At an elaborate ceremony at Tel Aviv’s Ben Gurion Airport to mark the arrival of the first Boeing 787-9 'Dreamliner' aircraft, El Al’s CEO David Maimon said that the company will use the opportunity to completely overhaul their service offering.
"I am sure [because of] this aircraft, most of our passengers will be back, especially the business segment,” he said after completing the trip from Boeing’s factory in Seattle.
“They are flying every week, and they need their comfort.
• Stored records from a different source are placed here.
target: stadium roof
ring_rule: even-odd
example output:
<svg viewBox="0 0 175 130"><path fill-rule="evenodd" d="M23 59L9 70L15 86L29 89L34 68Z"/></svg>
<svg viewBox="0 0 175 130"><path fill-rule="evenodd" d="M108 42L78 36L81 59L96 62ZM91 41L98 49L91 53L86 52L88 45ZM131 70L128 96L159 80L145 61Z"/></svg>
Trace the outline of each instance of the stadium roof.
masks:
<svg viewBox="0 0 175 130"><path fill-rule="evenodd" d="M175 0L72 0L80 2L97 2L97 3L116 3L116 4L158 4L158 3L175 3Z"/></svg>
I understand that,” added Maimon on board the new aircraft, named after the Israeli city of Ashdod.
He added that the aircraft will not only shave fuel and maintenance costs but also heralds a "new era" at the airline and be an impetus for a “change of culture” company-wide.
Straddled by government-mandated security requirements and a ban from flying on the Jewish Sabbath, the airline has been slow to embark on the expensive endeavor of renewing their long-haul fleet, even as an EU-Israel “open skies” treaty brought new competition flooding onto their home turf.
Some high-yielding passengers on trunk routes to North America and Asia have peeled away to competitors like Turkish Airlines and Hong Kong’s Cathay Pacific, while the lower end of the market has also been squeezed by burgeoning low-cost expansion to Israel by the likes of Wizzair, Easyjet and Ryanair.
Sixteen Boeing 787 aircraft will be acquired through a combination of leasing and outright purchases, and the firm will phase out the Boeing 747 and 767 fleets, many of which are more than twenty years old.
What to expect on-board?
El Al will match the offerings of key competitors by introducing fully lie-flat business class seats with aisle access, compared to old-style recliners on existing aircraft that fly on crowded routes to Europe, the US and Canada.
The new interiors will also bring the entertainment system up to date. All classes will have much larger screens that currently installed on El Al’s fleet, featuring an on-demand system now common on most major carriers.
Galit Birenboim-Navon, who led the design team for the 787 program told i24NEWS that the “most important thing for passengers who fly business class is access to an aisle and a bed which is fully flat, and a lot of privacy for themselves.”
The new aircraft will also see the introduction of a premium economy cabin in the Israeli market for the first time, which Birenboim-Navon said “is very good for those who wish to be a little bit more, to have the prestige, to have the privacy of a closed cabin.”
None of the planes will be delivered with first class. While Birenboim-Navon said that it was not an explicit decision to jettison an ultra-premium cabin, opting not to include it in the Dreamliner configuration is the prevailing trend in the aviation industry.
“I think that there is a trend in the world that a lot of airlines are improving the business class productivity that is a little bit more like a business first product.”
However, a company spokesman confirmed that the airline’s six Boeing 777 aircraft – deployed on routes to Los Angeles, Beijing and soon, Miami – will not be refurbished with new interiors.
In Boeing's pocket?
Both the airline and Boeing dismissed the prevailing theory in the aviation industry that El Al is a wedded customer to the US aviation giant because of the unique economic and security relationship between Jerusalem and Washington DC.
“It was a tender between Boeing and Airbus,” Maimon told i24NEWS, referring to Boeing’s French-based rival for long-haul aircraft contracts.
“I think that Boeing were willing to give us more benefits. I think that Boeing’s aircraft, are better, from our perspective, than the 350 aircraft,” he added. Airbus’ A350 model is the planemaker’s slightly newer alternative to the 787.
Boeing’s Vice-Chariman and CEO at the time of the deal with El Al, Raymond L. Conner, also asserted that the order faced vigorous competition from Airbus. “This was a hard-fought camp and they kept hitting us hard, and we won,” he told i24NEWS. “But it was very significant for us to win. There was a full-on competition, absolutely, no question about it.”